Discussion and Review of Literature

In 31 BC, the first case in human being was reported in a sacrificial victim of Emperor Augustus [1] Duplication of the gallbladder is a uncommon developmental anomaly of the extrahepatic biliary system with reported the incidence of 1 in 4000. In occurs as exuberant budding developing biliary tree during 5-6 weeks of embryogenesis. Harlaftis et al. [2] report, 207 duplicated and 8 triple gallbladders [2]. Two type of classification this congenital abnormality are described by Boyden’s and Harlaftis’s respectively [2,3]. But classification of surgical relevance is the Harlaftis classification (Figure 3). Basis of classification is the duplication of gallbladder in relation to cystic duct. Type one is duplication gallbladder with a single cystic duct also known as ‘split primordium group’ or ‘vesica fellea divisa’ .Type Two is duplication gallbladders with separate cystic duct draining into common bile duct, also known as ‘accessory group’ or ‘vesica fellea duplex’. Our case was type 2 duplication gallbladder.

There is no gender predilection, mostly diagnosed as incidental finding in adults, during cholecystectomy or at autopsy [4]. Recent improvements of technique, such as magnetic resonance cholangiopancreatography, have enabled diagnosis of this anomaly being as noninvasive and no radiation exposure [5,6]. Duplicated gallbladder may be incidentally (as in our case) or when symptoms associated with cholelithiasis and cholecystitis occur. Such clinical condition should be differentiated from type two choledochal cyst, abnormal fold or diverticulum of gallbladder, Phrygian cap, localized pericholecystic fluid collection, or focal adenomyomatosis, and intraperitoneal vascular bands across the gallbladder.

Presentation can be asymptomatic or biliary colic, acute or chronic cholecystitis. Less common pathologies in duplicated gallbladders include perforation, adenocarcinoma, and adenomyomatosis [3]. The management of duplicated gallbladder is similar to that of other gallbladder disease. Because there is no evidence of increased risk, surgery is not indicated for duplicated gallbladders when discovered incidentally without disease in both gallbladders. Patients with this pathology can be asymptomatic or symptomatic. If symptomatic, surgery to remove the gallbladders is indicated. Although rare, it is important to be aware of duplex gallbladders pre-operatively. As in our case it was missed preoperatively as well as intraoperatively. Preoperative diagnosis can avoid the duplication gallbladder being missed intra-operatively with these patients re-presenting with biliary symptoms at a later date.
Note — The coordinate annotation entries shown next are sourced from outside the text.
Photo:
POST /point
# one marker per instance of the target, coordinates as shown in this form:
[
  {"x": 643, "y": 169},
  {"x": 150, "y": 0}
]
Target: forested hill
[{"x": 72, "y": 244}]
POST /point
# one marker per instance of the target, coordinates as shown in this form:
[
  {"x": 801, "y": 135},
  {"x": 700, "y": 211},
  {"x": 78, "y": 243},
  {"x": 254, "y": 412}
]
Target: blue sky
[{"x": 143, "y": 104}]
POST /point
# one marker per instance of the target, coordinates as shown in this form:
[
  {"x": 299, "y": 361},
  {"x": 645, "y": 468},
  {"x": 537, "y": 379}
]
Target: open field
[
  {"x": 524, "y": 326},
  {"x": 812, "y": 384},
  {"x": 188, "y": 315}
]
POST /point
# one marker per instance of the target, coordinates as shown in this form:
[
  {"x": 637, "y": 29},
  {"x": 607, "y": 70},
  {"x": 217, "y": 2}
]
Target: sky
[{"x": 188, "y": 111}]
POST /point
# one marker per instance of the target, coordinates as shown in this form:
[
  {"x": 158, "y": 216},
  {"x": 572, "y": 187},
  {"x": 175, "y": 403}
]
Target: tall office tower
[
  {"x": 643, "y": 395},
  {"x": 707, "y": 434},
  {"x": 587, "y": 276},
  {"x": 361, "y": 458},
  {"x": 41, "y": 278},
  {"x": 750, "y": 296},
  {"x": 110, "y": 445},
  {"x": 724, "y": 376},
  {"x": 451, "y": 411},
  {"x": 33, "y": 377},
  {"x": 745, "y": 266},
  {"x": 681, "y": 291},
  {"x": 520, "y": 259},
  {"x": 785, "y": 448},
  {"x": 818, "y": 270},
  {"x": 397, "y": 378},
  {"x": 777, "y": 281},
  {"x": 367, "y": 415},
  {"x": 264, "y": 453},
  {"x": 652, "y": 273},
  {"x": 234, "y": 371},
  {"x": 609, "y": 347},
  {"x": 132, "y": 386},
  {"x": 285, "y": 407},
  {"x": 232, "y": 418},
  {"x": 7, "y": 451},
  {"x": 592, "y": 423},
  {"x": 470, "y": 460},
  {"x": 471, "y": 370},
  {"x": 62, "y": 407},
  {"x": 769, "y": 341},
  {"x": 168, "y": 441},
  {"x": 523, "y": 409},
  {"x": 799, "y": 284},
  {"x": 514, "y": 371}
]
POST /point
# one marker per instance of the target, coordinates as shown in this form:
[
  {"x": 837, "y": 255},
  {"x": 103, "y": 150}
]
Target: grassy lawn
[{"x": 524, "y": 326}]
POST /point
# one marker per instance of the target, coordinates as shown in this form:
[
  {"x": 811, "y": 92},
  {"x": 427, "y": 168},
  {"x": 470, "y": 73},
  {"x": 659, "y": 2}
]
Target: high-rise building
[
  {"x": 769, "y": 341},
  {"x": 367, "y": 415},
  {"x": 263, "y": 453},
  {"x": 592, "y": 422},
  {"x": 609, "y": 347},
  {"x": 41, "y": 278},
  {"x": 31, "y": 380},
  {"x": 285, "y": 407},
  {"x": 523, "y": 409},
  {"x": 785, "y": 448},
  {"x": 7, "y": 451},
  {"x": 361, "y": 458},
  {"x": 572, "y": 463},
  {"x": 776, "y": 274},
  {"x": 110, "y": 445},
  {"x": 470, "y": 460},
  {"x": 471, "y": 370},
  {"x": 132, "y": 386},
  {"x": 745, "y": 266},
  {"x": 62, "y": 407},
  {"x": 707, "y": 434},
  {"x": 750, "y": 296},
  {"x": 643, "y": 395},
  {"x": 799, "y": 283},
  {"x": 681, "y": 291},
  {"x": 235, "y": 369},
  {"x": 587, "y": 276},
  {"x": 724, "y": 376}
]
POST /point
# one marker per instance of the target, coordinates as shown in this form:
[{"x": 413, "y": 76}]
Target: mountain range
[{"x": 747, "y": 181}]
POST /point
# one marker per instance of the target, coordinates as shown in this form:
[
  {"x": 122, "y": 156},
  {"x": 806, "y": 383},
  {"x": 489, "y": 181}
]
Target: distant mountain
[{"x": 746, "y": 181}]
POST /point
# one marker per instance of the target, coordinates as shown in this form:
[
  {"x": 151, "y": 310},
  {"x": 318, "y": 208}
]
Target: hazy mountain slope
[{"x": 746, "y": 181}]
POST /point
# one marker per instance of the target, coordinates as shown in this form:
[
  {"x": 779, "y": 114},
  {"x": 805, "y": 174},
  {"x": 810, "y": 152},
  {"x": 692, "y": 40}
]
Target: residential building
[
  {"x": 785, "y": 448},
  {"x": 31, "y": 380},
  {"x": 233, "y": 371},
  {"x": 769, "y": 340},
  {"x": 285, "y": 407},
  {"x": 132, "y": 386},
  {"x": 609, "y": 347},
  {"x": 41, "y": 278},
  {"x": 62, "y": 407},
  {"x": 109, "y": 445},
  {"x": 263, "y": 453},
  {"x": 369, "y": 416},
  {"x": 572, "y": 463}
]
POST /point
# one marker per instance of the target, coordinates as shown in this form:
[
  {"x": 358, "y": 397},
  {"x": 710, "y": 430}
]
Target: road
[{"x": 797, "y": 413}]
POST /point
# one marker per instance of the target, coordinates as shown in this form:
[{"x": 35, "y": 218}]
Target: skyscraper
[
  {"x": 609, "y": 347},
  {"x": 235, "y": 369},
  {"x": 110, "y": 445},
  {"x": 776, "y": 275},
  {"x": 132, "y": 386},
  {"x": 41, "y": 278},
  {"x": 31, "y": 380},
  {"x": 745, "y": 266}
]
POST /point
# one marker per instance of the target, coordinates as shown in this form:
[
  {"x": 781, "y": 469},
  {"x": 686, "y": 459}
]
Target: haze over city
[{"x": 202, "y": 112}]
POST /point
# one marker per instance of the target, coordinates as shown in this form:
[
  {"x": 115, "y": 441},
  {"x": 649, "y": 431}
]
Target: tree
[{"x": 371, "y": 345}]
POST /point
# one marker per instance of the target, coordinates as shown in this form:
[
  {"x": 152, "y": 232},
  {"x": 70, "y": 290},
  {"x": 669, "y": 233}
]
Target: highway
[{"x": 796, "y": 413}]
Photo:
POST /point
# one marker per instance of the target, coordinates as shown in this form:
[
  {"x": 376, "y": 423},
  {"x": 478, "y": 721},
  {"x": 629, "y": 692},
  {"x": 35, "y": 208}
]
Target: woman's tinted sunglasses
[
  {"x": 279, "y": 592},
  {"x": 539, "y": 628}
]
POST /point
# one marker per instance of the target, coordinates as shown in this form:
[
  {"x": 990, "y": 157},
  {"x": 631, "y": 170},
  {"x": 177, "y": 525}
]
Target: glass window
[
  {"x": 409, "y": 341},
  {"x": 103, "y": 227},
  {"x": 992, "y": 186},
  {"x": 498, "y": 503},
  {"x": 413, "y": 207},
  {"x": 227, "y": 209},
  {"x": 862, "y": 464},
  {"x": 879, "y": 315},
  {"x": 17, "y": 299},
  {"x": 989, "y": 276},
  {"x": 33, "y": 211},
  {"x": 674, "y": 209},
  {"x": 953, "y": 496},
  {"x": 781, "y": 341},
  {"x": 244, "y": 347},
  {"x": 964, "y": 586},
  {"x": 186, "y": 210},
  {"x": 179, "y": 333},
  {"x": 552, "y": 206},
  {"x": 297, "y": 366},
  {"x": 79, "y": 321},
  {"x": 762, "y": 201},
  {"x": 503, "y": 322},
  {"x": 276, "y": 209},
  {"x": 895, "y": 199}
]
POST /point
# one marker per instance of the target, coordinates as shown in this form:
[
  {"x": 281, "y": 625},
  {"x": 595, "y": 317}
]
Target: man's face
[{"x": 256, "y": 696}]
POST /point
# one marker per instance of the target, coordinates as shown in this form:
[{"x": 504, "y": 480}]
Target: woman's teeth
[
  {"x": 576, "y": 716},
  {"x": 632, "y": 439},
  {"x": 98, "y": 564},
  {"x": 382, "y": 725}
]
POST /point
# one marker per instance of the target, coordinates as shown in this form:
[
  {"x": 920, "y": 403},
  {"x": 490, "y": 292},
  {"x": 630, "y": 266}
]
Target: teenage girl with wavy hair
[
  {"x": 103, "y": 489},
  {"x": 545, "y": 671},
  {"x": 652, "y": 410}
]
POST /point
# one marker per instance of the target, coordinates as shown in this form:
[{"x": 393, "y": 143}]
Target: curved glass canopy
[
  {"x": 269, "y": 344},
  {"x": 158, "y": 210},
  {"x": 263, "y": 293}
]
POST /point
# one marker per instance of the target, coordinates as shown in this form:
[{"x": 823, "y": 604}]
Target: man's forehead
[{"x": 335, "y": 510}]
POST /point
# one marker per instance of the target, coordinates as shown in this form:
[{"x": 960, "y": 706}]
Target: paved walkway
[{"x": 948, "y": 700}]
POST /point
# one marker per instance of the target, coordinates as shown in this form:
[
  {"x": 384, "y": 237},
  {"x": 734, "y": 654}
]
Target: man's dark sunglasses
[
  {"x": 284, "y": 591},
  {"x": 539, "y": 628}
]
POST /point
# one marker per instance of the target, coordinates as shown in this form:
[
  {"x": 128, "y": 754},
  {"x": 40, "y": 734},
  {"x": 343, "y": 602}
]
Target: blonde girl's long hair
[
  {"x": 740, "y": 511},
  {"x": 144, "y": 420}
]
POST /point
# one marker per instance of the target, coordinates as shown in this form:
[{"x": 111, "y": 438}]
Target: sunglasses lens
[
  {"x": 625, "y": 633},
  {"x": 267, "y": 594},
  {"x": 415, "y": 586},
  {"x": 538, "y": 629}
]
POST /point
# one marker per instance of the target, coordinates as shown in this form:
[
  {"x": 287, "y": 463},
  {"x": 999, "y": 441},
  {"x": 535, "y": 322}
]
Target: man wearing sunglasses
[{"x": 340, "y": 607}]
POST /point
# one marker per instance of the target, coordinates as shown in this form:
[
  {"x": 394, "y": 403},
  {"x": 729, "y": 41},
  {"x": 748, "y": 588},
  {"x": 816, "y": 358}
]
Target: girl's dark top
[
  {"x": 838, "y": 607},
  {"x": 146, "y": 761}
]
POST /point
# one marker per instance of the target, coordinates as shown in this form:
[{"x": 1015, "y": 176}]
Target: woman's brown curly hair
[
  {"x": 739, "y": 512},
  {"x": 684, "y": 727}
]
However, if one or both gallbladders cause symptoms, cholecystectomy should be done for both gallbladders. Laparoscopic cholecystectomy can be done as per indication as a standard of care. Relevance of congenital anomalies of extrahepatic biliary system is because it case cause bile duct injury during open or laparoscopic choelcystectomy. Preoperative diagnosis is of paramount importance to avoid such disaster. Intraoperative cholengiography can be considered in unclear scenario.

Conclusion

Duplication of gallbladder is a uncommon anomaly of gallbladder number. If symptomatic, it requires preoperative diagnosis for appropriate management. Asymptomatic case can be observed.

References

1. Udelsman R, Sugarbaker PH (1985) Congenital duplication of the gallbladder associated with an anomalous right hepatic artery. Am J Surg 149(6): 812-815.
2. Boyden EA (1926) The accessory gall-bladder: an embryological and comparative study of aberrant biliary vesicles occurring in ma and the domestic mammals. Am J Anat 38(2): 177-231.
3. Harlaftis N, Gray SW, Skandalakis JE (1977) Multiple gallbladders. Surg Gynecol Obstet 145(6): 928-934.
4. Skandalakis JE, Gray SW, Ricketts R, Skandalakis LJ, Dodson T (1993) The extrahepatic ducts and the gallbladder. In: Embryology for Surgeons: The Embryological Basis for the Treatment of Congenital Anomalies. (2^nd edn), Williams & Wilkins, Baltimore, USA, 297-303.
5. Kim RD, Zendejas I, Velopulos C, Fujita S, Magliocca JF, et al. (2009) Duplicated gallbladder arising from the left hepatic duct: report of a case. Surg Today 39(6): 536-539.
6. Singh B, Ramsaroop L, Moodley J, Satyapal KS (2006) Duplicated gallbladder: an unusual case report. Surg Radiol Anat 28(6): 654-657.